Evtl. noch mit frischen Gartenkräutern garnieren.

Tomatenreis
Tomatenreis

Gebratene Zucchini
Zucchini ist ein fester Bestandteil der griechischen Küche, jedoch sind sie mir in den Tavernen entweder zu weichgekocht oder zu ölig. Die Griechen nehmen zum Braten immer sehr viel Olivenöl, und das kalorienarme Gemüse wird dadurch schnell zur Kalorienbombe, ich bin da etwas dezenter 😉

Rezept (2 Personen)

  • 4 kleine Zucchini
  • Olivenöl zum Anbraten
  • Salz, Pfeffer
  • frische Gartenkräuter (oder getrocknet)

Für die Sauce:

  • Saft einer Zitrone
  • 3 EL Olivenöl

Die Zucchini längs halbieren und mit etwas Olivenöl in der Pfanne von beiden Seiten anbraten. (ca. 2 Minuten pro Seite).
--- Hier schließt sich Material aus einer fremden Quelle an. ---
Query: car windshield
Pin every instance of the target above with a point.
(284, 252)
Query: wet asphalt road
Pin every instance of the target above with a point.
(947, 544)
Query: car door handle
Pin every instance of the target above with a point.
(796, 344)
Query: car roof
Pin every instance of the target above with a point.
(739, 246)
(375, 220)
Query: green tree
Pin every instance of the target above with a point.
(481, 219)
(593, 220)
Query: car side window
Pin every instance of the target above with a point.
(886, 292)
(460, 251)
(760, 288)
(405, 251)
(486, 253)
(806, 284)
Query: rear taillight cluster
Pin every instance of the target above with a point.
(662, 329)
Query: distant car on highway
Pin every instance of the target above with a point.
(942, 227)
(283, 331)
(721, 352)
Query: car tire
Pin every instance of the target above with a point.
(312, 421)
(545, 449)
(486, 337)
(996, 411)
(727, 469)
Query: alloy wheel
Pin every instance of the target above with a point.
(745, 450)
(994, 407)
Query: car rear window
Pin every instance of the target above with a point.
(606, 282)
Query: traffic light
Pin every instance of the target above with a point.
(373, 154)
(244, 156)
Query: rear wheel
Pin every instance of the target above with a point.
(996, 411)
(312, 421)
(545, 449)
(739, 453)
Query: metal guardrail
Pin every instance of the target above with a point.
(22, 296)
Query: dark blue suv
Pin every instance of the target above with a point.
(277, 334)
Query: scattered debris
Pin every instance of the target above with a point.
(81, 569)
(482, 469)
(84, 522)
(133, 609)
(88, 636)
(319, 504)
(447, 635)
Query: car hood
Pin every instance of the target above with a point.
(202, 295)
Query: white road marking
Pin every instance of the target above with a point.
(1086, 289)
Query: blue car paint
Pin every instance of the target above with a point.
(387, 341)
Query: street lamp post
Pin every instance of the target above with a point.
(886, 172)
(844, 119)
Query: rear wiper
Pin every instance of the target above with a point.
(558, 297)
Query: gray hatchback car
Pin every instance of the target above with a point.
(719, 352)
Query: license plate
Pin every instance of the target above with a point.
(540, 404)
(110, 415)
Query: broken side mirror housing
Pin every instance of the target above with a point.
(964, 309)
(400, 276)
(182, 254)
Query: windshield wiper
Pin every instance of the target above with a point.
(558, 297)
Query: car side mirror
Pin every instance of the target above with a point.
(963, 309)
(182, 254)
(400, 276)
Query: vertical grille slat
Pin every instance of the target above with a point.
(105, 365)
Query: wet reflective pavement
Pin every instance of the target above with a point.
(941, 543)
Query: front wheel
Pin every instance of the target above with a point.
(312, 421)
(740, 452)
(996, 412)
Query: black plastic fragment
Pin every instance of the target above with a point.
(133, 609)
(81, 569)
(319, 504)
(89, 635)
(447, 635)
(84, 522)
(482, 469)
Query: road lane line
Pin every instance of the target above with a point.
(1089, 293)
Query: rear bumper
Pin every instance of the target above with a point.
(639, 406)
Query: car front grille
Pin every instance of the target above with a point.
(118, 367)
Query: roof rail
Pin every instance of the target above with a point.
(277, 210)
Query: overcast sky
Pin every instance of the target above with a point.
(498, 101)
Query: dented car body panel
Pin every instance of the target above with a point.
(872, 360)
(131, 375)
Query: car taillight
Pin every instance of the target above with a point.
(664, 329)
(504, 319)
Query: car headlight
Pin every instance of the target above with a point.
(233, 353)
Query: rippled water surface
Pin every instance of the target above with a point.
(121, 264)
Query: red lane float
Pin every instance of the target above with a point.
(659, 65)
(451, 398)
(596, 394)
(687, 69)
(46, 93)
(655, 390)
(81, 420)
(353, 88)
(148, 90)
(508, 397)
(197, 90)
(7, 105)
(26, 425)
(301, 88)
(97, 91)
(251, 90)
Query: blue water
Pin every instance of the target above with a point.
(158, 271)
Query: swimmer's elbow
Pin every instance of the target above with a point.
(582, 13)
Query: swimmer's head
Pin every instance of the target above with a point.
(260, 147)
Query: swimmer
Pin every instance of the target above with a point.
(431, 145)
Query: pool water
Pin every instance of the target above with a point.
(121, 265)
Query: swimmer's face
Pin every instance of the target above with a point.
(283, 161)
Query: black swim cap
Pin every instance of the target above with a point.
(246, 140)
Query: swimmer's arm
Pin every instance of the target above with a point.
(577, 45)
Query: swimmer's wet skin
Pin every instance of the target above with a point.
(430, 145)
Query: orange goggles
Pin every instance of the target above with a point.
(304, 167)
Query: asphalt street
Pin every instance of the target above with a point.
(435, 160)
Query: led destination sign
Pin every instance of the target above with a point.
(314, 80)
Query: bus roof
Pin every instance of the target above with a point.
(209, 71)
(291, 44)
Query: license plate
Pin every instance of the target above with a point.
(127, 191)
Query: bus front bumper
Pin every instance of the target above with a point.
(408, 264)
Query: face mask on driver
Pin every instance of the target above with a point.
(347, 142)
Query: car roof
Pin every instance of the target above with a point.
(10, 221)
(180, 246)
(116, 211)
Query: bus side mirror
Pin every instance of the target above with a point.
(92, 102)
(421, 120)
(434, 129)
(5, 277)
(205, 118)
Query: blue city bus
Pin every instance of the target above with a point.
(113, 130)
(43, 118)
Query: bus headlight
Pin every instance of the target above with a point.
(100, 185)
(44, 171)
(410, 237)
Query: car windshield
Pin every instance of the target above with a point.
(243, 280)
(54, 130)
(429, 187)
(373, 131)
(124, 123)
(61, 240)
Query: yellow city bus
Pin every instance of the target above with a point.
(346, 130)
Fertig gebratene Zucchini dann mit dem Gemisch aus Zitronensaft und Olivenöl übergießen. Salzen, pfeffern und mit Gewürzen garnieren. Fertig 😉

Veganer Hefezopf
die ganze Familie ist eigentlich gern süß, aber wer kann sich schon jeden Tag Schoko Kuchen gönnen? Ich gehöre leider zu der Kategorie Frauen, die vom bösen, gefährlichen Bauchfett magisch angezogen wird.
Ich gebe zu, dass Rezept ist mit der Mandelmilch nicht traditionell griechisch, aber für mich die perfekte kalorienarme Mischung zwischen schwäbischen und griechischem Hefezopf.

Rezept:

  • 500 g Mehl
  • 1 Pck. frische Hefe
  • 280 ml Mandelmilch
  • 50 g Zucker
  • 50 g Margarine
  • 1 Prise Salz
  • etwas Mandelmilch zum Bestreichen

Alle Zutaten miteinander mischen, die Mandelmilch langsam zufügen. Mit Knethaken zu einem glatten Teig verarbeiten.  In einer abgedeckten Schüssel mindestens eine halbe Stunde gehen lassen.  Den Teig nochmals kurz durchkneten, in drei gleichgroße Stränge rollen und einen Zopf flechten. Mit etwas Mandelmilch bestreichen.